Y el hombrecito escribió en la planilla de inmigración lo que se le decía. No podía creer que hubiera falsedad alguna en aquella cadena segura y certera de palabras bien pronunciadas y puestas todas en su santo lugar. Más adelante, las puertas electrónicas se abrieron a toda velocidad para dar paso a la gloria inmarcesible que nos llegaba desde las alturas de la Suiza de América. «Buenos dias, buenos aires, señor, soy de allá pero no voseo. Soy una maravilla en lo que usted desee, señor. Tengo un amplio currículo y una inmensa canícula para cualquier oficio, ocupación o profesión. Haré lo que usted mande, señor. Quiero decirle también, señor Bruca, que lo que mejor practico es la investigación privada, que he sido por más de treinta años investigador de la vida privada de mucha gente, soy sabueso y sabroso (Experto en archivo, balística y criminología). Aquí vengo a rendirme a sus pies, señor, Bruca, sí, me ha dicho su merced que se llama Bruca Maniguá, pero supongo que eso debe ser un nombre artístico o algo parecido, ¿no, señor? (Abundoso en criptografía e implacable en dactiloscopia). Si no lo es, disculpe usted, jefe, claro, ya puedo llamarlo jefe, a partir de este momento es usted mi jefe y asumo mi conducta de subordinado (Ducho en derecho penal y maestro grafotécnico). Porteño, si, supongo que es porteño y debe saber que la gente que más admiro en mi país es la porteña. Son seguros, decididos, arriesgados (Nadie me supera en medicina legal y peritaje) No se parecen a los tucumaneses que por el contrario son temerosos, embusteros y aduladores, (implacable en defensa personal). No, no, no se preocupe, estoy bien aquí, de pie, ya sabe usted que como bien dijera Don Jacinto Benavente los árboles son poemas que mueren de pie quebrado, parados. (¿No fue él), es decir, señor, quiero demostrarle que soy desde este momento su más ferviente servidor y que precisamente he venido a este pais a trabajar con hombres como usted, (¡ni qué decir de mis profundos conocimientos en psicología criminal!). Si me necesita, señor, llámeme, no le importe la hora, llámeme y úseme (no encontrará a nadie mejor en retratos hablados), utilice mis servicios, pues, le aseguro que no se arrepentirá…

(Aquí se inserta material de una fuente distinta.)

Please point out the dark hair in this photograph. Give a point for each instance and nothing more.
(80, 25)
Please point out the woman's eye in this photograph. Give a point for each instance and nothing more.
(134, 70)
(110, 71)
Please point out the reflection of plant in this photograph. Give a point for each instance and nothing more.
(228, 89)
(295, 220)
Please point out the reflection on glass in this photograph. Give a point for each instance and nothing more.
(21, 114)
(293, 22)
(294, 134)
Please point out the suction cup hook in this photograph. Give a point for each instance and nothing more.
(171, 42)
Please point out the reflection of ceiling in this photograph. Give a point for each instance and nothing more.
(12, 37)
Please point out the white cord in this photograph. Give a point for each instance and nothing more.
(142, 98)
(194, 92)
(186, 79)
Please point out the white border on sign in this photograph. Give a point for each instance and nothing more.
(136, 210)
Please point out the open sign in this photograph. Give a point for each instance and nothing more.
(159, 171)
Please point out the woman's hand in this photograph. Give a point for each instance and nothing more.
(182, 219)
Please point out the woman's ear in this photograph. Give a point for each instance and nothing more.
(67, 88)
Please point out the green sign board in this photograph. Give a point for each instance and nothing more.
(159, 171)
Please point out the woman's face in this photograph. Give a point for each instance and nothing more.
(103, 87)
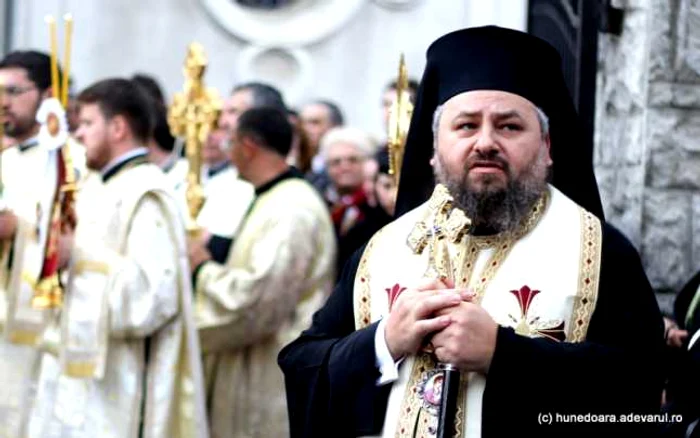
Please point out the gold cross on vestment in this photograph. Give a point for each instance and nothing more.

Y Bruca, conocedor absoluto de la verborrea de su propia raza, no se detuvo a pedir aclaratorias sobre lo de los habitantes de Tucumán; había decidido nombrar a Ramón Salomón ayudante de órdenes, que era un cargo creado en su empresa para que no fuera igual que las demás. Ayudante de órdenes quería decir entonces cumplidor de mandatos o ejecutor de exhortaciones. Ramón Salomón sintió que lo estaban nombrando y que eso era lo más importante. De lo demás se encargaría él con su astucia y con sus dotes de buen saltarin. Lo primero que haría sería tratar de desplazar al otro entrometido que hacía de socio de la oficina. Luego vendría el paso final: adueñarse de lo que aún no era suyo pero que podía llegar a serlo. Tres meses transcurrieron y un socio de la compañía era echado por malversación de fondos malhabidos. Garzón se sentó entonces en el sillón de su antecesor e intuyó que era la oportunidad para fumar su primer habano. «Lo demás viene por añadidura», se dijo, antes de acercar el cenicero y colocar sus zapatos de charol sobre el escritorio.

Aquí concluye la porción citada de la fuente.